Soapbox (in chronological order):
M0DRK: thanks for this enjoyable activity
G3ZOD: not that many QSOs, but they were very enjoyable - quality
not quantity!
G4LHI: I thoroughly enjoyed it as always & a pleasure to meet up with old
& new friends again during the week, Its so nice to have good friendly CW
chats, with none of this 599/73 & away contest events, which I detest,
mostly PC to PC QSO's anyway hi.
PA3AFF: Was only QRV on 40m for short time.
G0OTT: My key for the week was my Kent brass pounder. I was active after
work in the evening and enjoyed my time with the activity, spending most
of my time calling around the Fists and QRP frequencies, much qrm from
digital at 7.035, did manage a few qso's. Must be upsetting for new
comers to be returned by 25+ wpm when calling QRS, this happened a few
times during the week!
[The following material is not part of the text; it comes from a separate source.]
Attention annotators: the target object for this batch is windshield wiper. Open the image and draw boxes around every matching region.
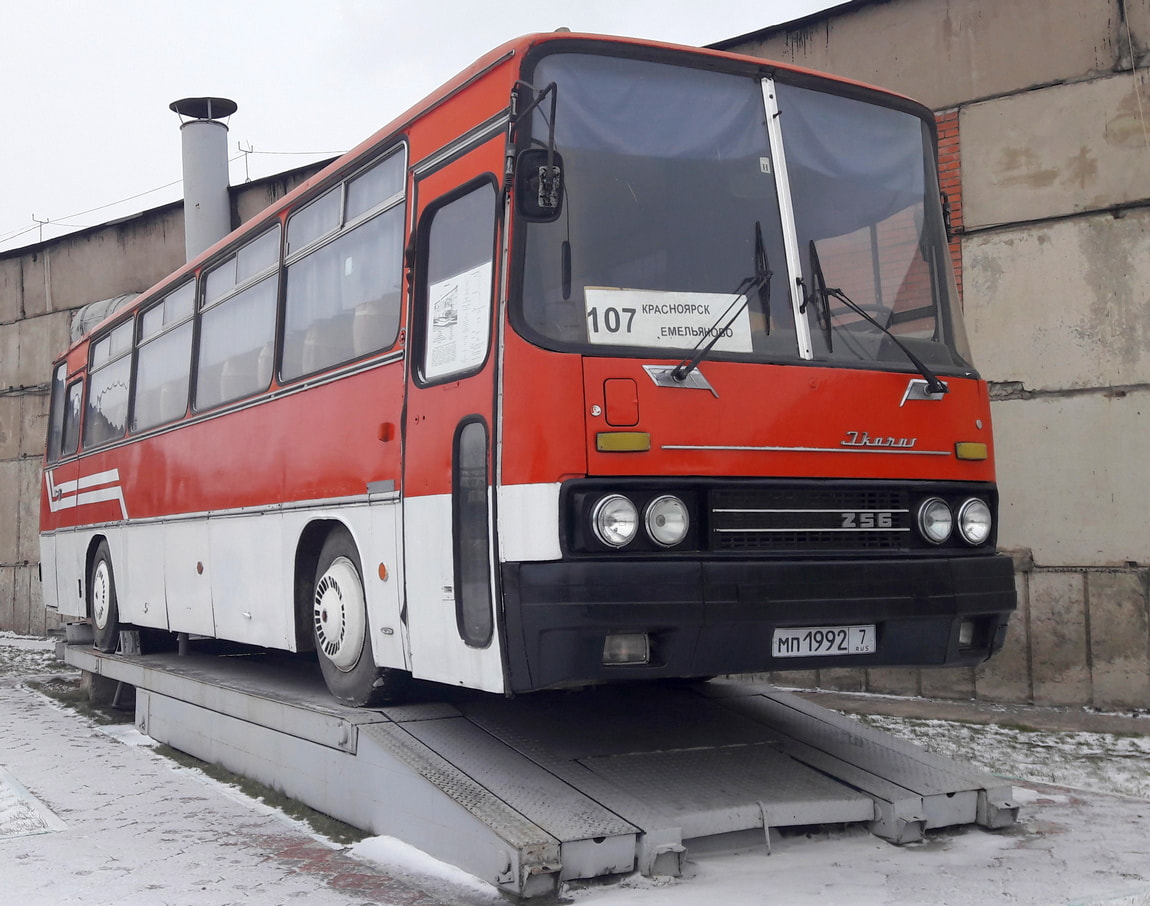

It was my first time active during this event,
look forward to next year.
HB9DEO: Die QRS-Woche machte mir viel Spass. Dank der "Frequency Activity
Centers" konnte ich wirklich QRS-Qsos fahren. Man konnte sich finden
wie nie zuvor. Die meisten Ops hatten Zeit fuer ein gemuetliches QSO.
UU7JF: Sorry, no match time for air working, but some two way straight
key qso was made
2E0DPH: I must say that I enjoyed the event very much even though work
commitments prevented me from giving it the full attention I would
have liked.
G0ILN: I thought to enter the EuCW QRS would be a good way to get back
to amateur radio. I really enjoyed my contacts and was surprised how
easily the qso format came back to me. My sending was in a lot of
cases automatic just like driving your car to work and not remembering
the journey!
Personal remarks:
IK2RMZ: I was active in the QRS week but I declared my log a checklog
and I am not eligible to receive MRM points. However, I added my QSO
number to the CW club of my choice and I voted in the MRM.
My votes went to one who showed so much ham spirit to copy the
handwritten log of a friend to a PC, and to the one who had the highest
count of Reverse Beacon Spots - that's the one who spent most time
waiting for QRS QSOs I suppose.
My wish for the future: Come back next year, please. It was fun.